Pour installer une ancre, il faut créer une association entre une réponse désirée et un stimulus qu’il est possible de reproduire facilement. Dans la métaphore ci-dessus, le stimulus "odeur de pâtisserie" a déclenché une réponse "de bien être et de sérénité". Dans un cadre thérapeutique, il n’est pas pratique d’utiliser une odeur pour déclencher une réaction chez un client. Il est préférable d’utiliser des ancres visuelles (gestes ou images), des ancres auditives (sons ou mots) et des ancres kinesthésiques (toucher).
La première étape de l’installation consiste à amener le client à se replacer dans l’état ressource, à faire comme si il la revivait de nouveau maintenant. Si c’est la confiance que l’on souhaite ancrer, il faut demander à la personne de se souvenir d’une expérience où elle a déjà fait l’expérience de la confiance et de se placer dans la même disposition.
Lorsque les signes vitaux (expressions du visage, respiration, etc.) indiquent que la personne fait l’expérience de l’état choisi, il suffit d’introduire le stimulus (par exemple : une légère pression sur le bras). Le cerveau fusionne alors ces deux éléments et les considére comme étant une expérience unique.
Lorsque l’ancre est bien établit, le simple fait de l’activer (en touchant le bras au même endroit) permet d’accéder à l’expérience ressource (confiance dans ce cas). La ressource devient ainsi disponible au besoin.
Pour réussir à installer une ancre, quelques facteurs doivent être pris en considération :
- Ce sont les émotions qui sont ancrées à des fins thérapeutiques. Nous demandons aux clients de se souvenir d’une expérience précise uniquement pour s’en servir comme support. Il n’est donc pas nécessaire d’avoir un souvenir détaillé de l’anecdote.
- Les ancres doivent être installées au moment précis où la personne accède à l’expérience ressource.

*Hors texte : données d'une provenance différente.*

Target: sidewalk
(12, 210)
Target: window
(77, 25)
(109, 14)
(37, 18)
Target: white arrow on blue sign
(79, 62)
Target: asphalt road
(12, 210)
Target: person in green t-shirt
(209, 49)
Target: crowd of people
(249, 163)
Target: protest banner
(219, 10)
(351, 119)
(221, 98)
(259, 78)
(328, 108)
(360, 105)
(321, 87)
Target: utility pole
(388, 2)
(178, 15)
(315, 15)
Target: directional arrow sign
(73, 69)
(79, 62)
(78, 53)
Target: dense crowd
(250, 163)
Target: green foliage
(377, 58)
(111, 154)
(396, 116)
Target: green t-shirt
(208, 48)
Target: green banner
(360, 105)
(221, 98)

Une fois ce moment passé, l’expérience devient consciente et il devient plus difficile d’atteindre les émotions.
- Lorsqu’une ancre est activée, le souvenir conscient de l’expérience ne surgit pas nécessairement. Par contre, les signes vitaux qui témoignent de la présence d’un état ressource sont observables.

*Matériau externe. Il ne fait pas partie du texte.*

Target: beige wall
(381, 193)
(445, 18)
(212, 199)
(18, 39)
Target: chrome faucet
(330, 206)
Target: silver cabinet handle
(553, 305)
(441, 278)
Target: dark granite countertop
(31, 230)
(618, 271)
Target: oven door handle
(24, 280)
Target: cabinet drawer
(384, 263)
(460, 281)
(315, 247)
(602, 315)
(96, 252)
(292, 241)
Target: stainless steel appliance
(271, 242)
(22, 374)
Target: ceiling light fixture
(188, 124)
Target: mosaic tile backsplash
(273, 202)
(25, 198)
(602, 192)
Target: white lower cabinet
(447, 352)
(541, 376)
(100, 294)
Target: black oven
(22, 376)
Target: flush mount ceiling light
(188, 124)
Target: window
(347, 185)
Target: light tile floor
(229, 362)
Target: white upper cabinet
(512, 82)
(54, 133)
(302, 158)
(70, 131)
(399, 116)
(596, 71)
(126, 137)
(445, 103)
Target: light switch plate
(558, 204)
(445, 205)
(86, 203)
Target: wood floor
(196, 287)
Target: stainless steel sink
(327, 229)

- Tous les états auxquels sont associés des composantes émotives peuvent être ancrées (surprise, bonheur, colère, scepticisme, humour, lâcher- prise, acceptation, etc.).
- Il est possible de "cumuler " les ressources en ancrant plusieurs expériences à l’aide du même stimulus. Si, à titre d’exemple, le mot "bravo" est associé à des expériences de joie, de confiance et d’acceptation, l’activation de cette ancre va faciliter l’accès simultané à tous ces états. (La personne fera alors l’expérience d’un état constitué de la synthèse de plusieurs expériences).

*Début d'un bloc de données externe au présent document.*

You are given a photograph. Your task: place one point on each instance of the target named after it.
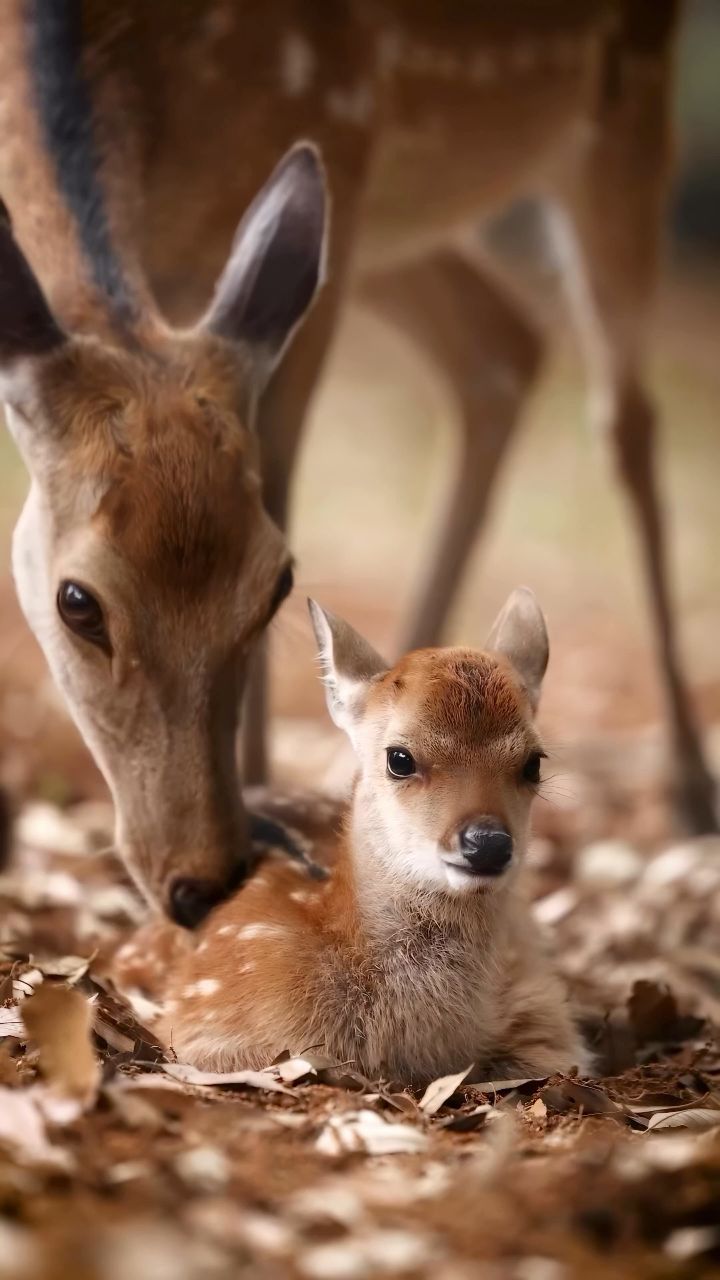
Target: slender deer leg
(281, 417)
(488, 351)
(614, 209)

- Les ancres ne sont pas une technique d’intervention en soi. Elles sont par contre utilisées régulièrement comme étant une composante importante de plusieurs techniques d’intervention.
Exercice pratique :
Installer une ancre
- Calibrez cet état en observant les signes vitaux observables lorsqu’elle accède à cette expérience de manière à pouvoir détecter ultérieurement la présence de ce même état.